Драматург должен понять, что наш, советский зритель — сложное и многогранное существо. Он может дремать, когда не задевают его страстей. Он будет добродушно смеяться даже пошлой комедии, находя в ней кое-какие основания для добродушного смеха. Но он же станет страстным соучастником высокого искусства, воплощающего великие идеи нашей эпохи.

Нужно верить в неисчерпаемые творческие возможности масс, как верил Ленин, как верит Сталин. Нужно положиться на художественную мудрость массового советского зрителя.

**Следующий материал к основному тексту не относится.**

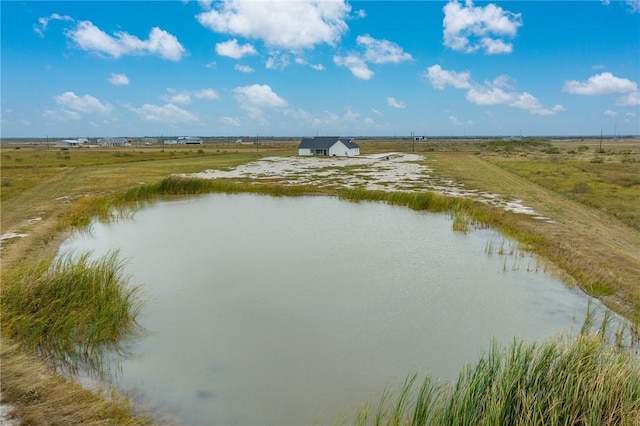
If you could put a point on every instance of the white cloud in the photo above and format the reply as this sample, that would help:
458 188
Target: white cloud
234 50
91 38
393 102
291 25
496 92
630 99
487 96
494 46
256 97
61 115
87 103
243 68
119 79
355 64
376 51
600 84
174 97
277 61
382 51
44 22
168 113
468 28
440 78
230 121
545 111
209 94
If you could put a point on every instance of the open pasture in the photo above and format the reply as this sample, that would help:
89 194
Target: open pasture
589 190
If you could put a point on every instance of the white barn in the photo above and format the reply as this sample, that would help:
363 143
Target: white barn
332 146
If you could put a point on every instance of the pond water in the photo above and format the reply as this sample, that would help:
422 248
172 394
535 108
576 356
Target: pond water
292 311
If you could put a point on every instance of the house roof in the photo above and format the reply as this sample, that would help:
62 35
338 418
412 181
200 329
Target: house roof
326 142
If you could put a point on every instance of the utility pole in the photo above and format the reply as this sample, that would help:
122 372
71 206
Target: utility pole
600 150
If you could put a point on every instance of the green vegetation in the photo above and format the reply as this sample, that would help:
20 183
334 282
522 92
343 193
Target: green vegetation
71 309
610 186
65 311
583 381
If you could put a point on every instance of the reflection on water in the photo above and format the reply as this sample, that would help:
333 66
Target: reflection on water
293 310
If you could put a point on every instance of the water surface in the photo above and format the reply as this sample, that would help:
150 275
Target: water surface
286 311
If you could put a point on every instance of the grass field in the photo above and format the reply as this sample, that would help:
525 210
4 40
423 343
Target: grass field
590 192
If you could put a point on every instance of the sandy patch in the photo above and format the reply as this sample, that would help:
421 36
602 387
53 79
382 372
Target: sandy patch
391 171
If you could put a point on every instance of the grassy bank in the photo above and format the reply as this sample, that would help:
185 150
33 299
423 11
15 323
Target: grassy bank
583 381
70 310
45 194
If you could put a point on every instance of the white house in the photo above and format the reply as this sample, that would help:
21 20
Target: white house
67 143
332 146
184 140
113 142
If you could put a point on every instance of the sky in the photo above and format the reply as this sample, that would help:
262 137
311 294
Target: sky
328 68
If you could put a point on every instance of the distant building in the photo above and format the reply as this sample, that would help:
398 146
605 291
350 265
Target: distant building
113 142
67 143
332 146
184 140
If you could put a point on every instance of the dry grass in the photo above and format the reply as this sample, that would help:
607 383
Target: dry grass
43 195
42 398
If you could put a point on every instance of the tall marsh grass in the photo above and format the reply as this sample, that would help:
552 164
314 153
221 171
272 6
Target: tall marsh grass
584 381
175 185
71 309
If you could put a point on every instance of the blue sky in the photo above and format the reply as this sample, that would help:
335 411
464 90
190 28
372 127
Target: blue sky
304 68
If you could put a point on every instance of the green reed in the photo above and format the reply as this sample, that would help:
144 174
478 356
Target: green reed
71 309
562 381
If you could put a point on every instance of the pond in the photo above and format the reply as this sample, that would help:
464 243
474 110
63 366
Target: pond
294 310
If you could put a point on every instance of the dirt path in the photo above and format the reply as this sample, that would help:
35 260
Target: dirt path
597 243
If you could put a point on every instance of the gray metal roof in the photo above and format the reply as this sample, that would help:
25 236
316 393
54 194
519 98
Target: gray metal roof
326 142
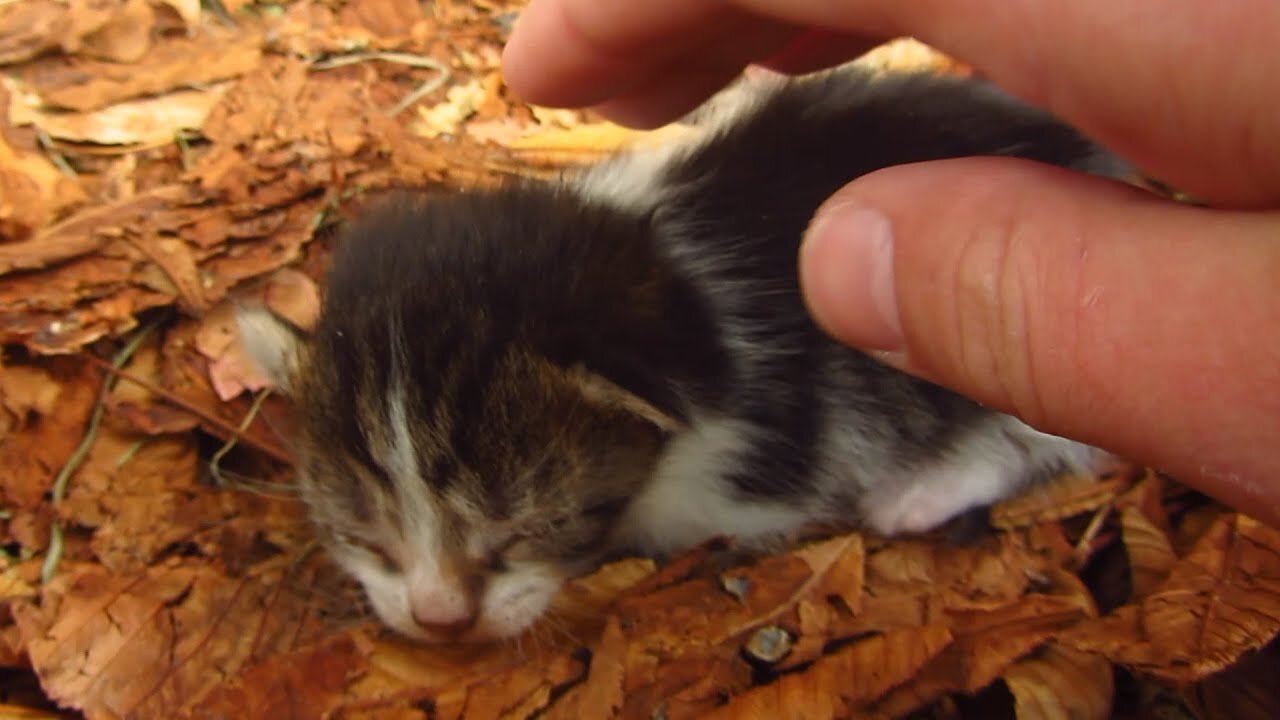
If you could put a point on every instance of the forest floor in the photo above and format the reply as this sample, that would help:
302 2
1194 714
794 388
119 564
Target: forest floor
161 158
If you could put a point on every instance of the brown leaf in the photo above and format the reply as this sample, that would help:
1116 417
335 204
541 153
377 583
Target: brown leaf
150 121
39 445
1151 555
154 645
304 683
1219 601
1059 683
211 54
126 37
33 27
845 680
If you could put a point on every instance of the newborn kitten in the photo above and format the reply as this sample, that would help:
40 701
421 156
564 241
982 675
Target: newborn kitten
507 384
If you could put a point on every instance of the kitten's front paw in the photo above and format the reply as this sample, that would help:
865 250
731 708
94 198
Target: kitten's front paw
918 507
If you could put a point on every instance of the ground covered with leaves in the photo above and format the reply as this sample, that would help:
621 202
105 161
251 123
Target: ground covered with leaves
160 158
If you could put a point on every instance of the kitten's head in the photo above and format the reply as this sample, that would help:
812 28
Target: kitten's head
456 452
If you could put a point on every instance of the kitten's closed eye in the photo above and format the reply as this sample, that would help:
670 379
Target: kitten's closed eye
384 559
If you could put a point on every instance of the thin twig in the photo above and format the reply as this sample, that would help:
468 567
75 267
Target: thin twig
59 491
274 452
240 432
410 59
55 155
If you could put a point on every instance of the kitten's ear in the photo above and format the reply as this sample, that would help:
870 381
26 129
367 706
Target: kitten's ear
600 390
272 342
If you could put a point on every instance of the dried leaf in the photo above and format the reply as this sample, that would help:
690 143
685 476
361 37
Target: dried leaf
1061 684
154 645
151 121
209 55
1217 602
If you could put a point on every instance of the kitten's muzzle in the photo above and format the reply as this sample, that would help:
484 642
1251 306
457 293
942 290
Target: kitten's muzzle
444 621
447 606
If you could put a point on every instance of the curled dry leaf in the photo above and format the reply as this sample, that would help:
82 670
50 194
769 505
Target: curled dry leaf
37 442
33 27
1219 601
1057 683
151 121
209 55
155 643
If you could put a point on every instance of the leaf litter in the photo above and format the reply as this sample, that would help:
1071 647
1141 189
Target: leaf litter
160 160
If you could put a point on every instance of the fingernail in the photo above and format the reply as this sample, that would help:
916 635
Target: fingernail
846 263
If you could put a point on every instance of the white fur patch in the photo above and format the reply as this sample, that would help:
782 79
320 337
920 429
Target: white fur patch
689 500
987 466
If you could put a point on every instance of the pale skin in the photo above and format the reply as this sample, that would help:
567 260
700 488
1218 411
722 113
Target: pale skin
1087 309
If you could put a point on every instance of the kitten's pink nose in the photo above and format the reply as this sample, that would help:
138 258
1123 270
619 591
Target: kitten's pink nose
443 615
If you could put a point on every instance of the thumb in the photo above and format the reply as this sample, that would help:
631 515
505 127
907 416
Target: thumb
1086 308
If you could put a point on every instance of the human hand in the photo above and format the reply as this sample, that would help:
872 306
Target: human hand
1087 309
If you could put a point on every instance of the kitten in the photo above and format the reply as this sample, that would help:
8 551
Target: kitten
507 384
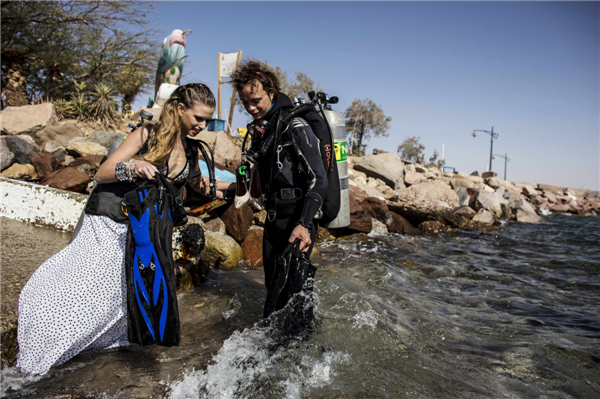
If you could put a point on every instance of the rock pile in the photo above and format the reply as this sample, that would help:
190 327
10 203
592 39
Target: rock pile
385 194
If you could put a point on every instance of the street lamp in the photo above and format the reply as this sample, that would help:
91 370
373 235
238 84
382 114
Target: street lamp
494 136
506 159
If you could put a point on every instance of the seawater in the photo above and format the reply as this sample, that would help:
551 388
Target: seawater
514 313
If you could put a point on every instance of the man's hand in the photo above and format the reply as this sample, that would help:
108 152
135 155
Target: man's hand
301 232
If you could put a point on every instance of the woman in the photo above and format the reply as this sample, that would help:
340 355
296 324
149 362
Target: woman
77 299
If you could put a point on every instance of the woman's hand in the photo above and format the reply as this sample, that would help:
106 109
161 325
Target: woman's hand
301 232
143 169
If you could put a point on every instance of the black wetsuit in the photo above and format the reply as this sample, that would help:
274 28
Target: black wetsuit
295 182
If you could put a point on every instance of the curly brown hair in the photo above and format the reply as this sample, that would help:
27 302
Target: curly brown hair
253 72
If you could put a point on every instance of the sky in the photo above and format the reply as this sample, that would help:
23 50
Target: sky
530 70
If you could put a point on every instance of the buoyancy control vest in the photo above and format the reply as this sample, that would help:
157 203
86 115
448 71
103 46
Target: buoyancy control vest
279 120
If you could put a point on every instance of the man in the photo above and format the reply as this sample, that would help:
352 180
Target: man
293 178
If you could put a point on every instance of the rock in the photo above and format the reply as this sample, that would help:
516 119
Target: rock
493 182
550 196
252 247
44 164
434 227
60 134
86 148
500 195
154 111
378 227
357 193
400 225
411 178
478 181
387 167
528 190
6 156
27 119
213 223
463 196
68 160
190 270
369 190
238 221
465 211
19 170
525 212
559 208
106 138
221 251
488 201
77 140
68 179
484 216
457 182
549 187
361 222
21 146
56 150
434 190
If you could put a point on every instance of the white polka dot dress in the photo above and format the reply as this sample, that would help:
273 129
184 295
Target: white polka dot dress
76 300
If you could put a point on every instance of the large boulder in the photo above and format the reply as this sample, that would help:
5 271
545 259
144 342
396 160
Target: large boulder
411 178
549 187
86 148
19 170
488 201
21 146
252 247
221 251
493 182
28 119
44 164
524 211
68 179
6 156
400 225
387 167
463 196
465 182
60 134
434 190
484 216
56 150
238 221
106 138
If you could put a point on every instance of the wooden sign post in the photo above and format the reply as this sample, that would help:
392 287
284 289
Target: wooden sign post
228 63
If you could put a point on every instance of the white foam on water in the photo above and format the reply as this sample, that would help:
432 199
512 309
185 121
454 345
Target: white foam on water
235 306
250 364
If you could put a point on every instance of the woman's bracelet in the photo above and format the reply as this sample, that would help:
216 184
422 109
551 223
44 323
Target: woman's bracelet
124 171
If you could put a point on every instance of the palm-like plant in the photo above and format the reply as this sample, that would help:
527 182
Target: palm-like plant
103 105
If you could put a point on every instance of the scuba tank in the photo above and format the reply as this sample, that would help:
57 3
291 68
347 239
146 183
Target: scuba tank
336 123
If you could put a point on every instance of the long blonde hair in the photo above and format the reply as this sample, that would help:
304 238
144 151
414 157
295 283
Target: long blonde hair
162 134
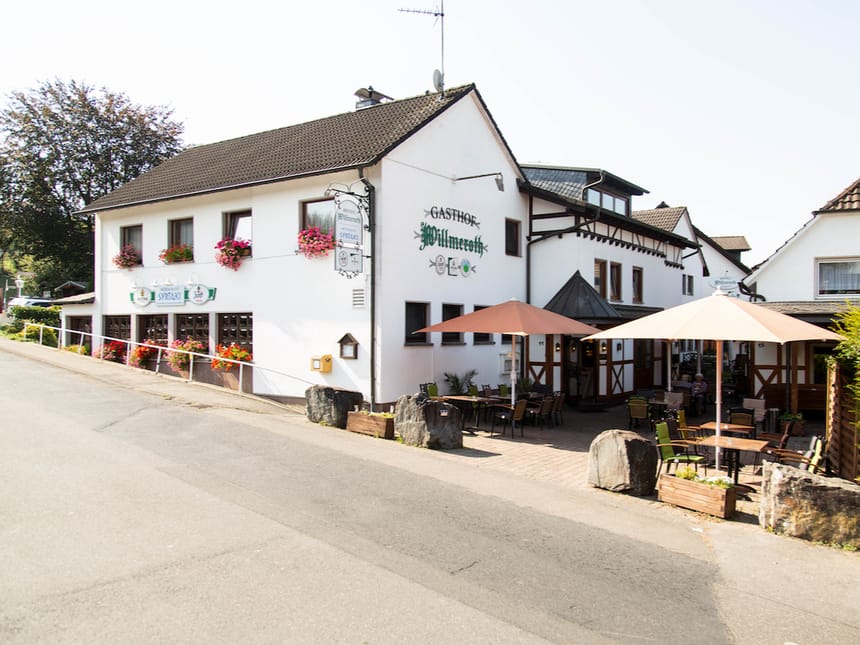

СССР — в центре внимания всего мира. Наши друзья и наши враги жадно хотят понять, как произошло явление СССР, кто мы и что у нас делается. Такое напряженное внимание обязывает.

Предпосылки и возможности строящегося социализма таковы, что наше искусство романа и театральной пьесы должно дать новые, еще невиданные качества. Две с половиной тысячи лет человечество растило цветы своего искусства на корнях Эллады, посыпало свое искусство аттической солью. Искусство СССР должно открывать новую эпоху мирового искусства. Это нас обязывает.

На сегодня в СССР — шестьдесят миллионов людей, читающих художественную литературу и, наверно, такое же количество посещающих театр.

При обращении книги среди читающих пятнадцать раз (не больше, из-за качества бумаги) тираж читаемого писателя должен быть в четыре миллиона экземпляров. Для писателей с несколькими книгами, видимо, придется строить бумажную фабрику для каждого. Это все обязывает.

Эти обстоятельства, а также и то, что если некоторые писатели, увенчанные лаврами, проявили благополучную сонливость, — советский читатель, мощные слои новой, пролетарской интеллигенции за семнадцать лет не спали совсем и обнаружили стремление перегнать в культурном росте советского писателя, — все это обязывает нас, писателей, ударно повысить нашу культуру, наше художественное мышление, освоение русского языка и включить себя в более тесную творческую связь с массами.